UE. Meta acusada de não impedir que menores de 13 anos utilizem Facebook e Instagram

UE. Meta acusada de não impedir que menores de 13 anos utilizem Facebook e Instagram

As acusações foram feitas ao abrigo da Lei dos Serviços Digitais, que exige que as grandes empresas tecnológicas tomem mais medidas para combater conteúdos ilegais e prejudiciais nas suas plataformas.

Joana Raposo Santos - RTP /
Foto: Dado Ruvic - Reuters

A gigante tecnológica Meta foi esta quarta-feira acusada preliminarmente de violar regras da União Europeia ao não tomar medidas suficientes para que crianças com menos de 13 anos acedam às redes sociais Facebook e o Instagram.

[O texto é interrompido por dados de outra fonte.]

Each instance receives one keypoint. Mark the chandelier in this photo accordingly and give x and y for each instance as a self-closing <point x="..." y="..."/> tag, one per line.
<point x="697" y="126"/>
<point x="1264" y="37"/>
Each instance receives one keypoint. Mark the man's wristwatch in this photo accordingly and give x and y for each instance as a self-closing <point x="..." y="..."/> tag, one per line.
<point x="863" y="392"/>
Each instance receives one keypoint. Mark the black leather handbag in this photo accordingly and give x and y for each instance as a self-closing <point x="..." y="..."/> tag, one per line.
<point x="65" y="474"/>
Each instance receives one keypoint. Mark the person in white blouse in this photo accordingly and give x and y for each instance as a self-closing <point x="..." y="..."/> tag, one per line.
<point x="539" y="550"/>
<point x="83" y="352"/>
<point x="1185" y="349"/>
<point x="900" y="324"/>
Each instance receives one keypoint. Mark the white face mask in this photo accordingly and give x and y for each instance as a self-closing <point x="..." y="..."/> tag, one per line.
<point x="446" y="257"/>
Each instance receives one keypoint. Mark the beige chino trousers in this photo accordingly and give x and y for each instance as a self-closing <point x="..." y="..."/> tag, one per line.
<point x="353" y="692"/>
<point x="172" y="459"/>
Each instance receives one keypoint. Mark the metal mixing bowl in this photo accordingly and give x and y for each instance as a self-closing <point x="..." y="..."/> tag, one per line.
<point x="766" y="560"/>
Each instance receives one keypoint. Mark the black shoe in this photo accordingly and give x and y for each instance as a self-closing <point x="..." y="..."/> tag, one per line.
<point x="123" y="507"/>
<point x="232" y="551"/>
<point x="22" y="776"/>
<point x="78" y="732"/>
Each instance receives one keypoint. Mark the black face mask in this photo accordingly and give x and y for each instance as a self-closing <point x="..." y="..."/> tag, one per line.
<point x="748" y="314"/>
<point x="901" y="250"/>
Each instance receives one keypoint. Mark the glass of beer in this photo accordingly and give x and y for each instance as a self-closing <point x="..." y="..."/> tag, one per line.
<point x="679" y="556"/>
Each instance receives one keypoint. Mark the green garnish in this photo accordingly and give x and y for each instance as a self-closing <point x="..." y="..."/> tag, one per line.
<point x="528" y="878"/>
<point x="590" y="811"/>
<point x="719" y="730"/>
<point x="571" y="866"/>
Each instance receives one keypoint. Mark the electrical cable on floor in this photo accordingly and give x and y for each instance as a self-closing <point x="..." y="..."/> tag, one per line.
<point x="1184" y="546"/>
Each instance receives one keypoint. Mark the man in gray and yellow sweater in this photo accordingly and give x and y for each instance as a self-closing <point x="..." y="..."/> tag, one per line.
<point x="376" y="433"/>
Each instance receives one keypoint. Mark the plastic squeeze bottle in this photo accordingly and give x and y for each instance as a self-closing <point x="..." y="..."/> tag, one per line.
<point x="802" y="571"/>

O executivo comunitário refere que apesar de, nos seus termos de serviço, a Meta estipular que a idade mínima para se aceder ao Facebook e Instagram é de 13 anos, "as medidas que foram implementadas para garantir esta restrição não parecem eficazes".

"As nossas conclusões preliminares mostram que o Instagram e o Facebook estão a fazer muito pouco para impedir que crianças abaixo desta idade acedam aos seus serviços", afirmou a responsável da UE pela tecnologia, Henna Virkkunen, em comunicado. As acusações surgiram após uma investigação de dois anos conduzida pela Comissão Europeia.

"Os termos e condições não devem ser meras declarações escritas, mas sim a base para ações concretas destinadas a proteger os utilizadores, incluindo as crianças", acrescentou.

Segundo a autoridade reguladora da UE, dez a 12 por cento das crianças com menos de 13 anos na Europa utilizam o Facebook e o Instagram.

"Por exemplo, quando criam uma conta, menores de 13 anos podem introduzir uma data de nascimento falsa para que tenham mais de 13 anos sem que haja qualquer controlo eficaz para verificar a veracidade da data de nascimento introduzida", explica o comunicado de Bruxelas.

"E mesmo quando um menor de 13 anos é denunciado por se encontrar abaixo da idade mínima, muitas vezes não há seguimento adequado e o menor em questão pode simplesmente continuar a usar o serviço sem qualquer tipo de verificação", acrescenta.

A Comissão Europeia entende, por isso, que ambas as plataformas devem alterar a sua metodologia de avaliação de riscos e reforçar as medidas para prevenir, detetar e remover menores dos seus serviços.

O Facebook e o Instagram têm agora a possibilidade de analisar estas conclusões preliminares da Comissão Europeia e responder por escrito. Podem também implementar medidas para tentar resolver as situações descritas.

Se isso não acontecer, "e as conclusões da Comissão se confirmarem", o executivo comunitário pode decidir que a Meta violou a legislação europeia, "o que pode levar à aplicação de uma multa proporcional à infração, que não poderá, em caso algum, exceder seis por cento do volume de negócios anual total do prestador" de serviços.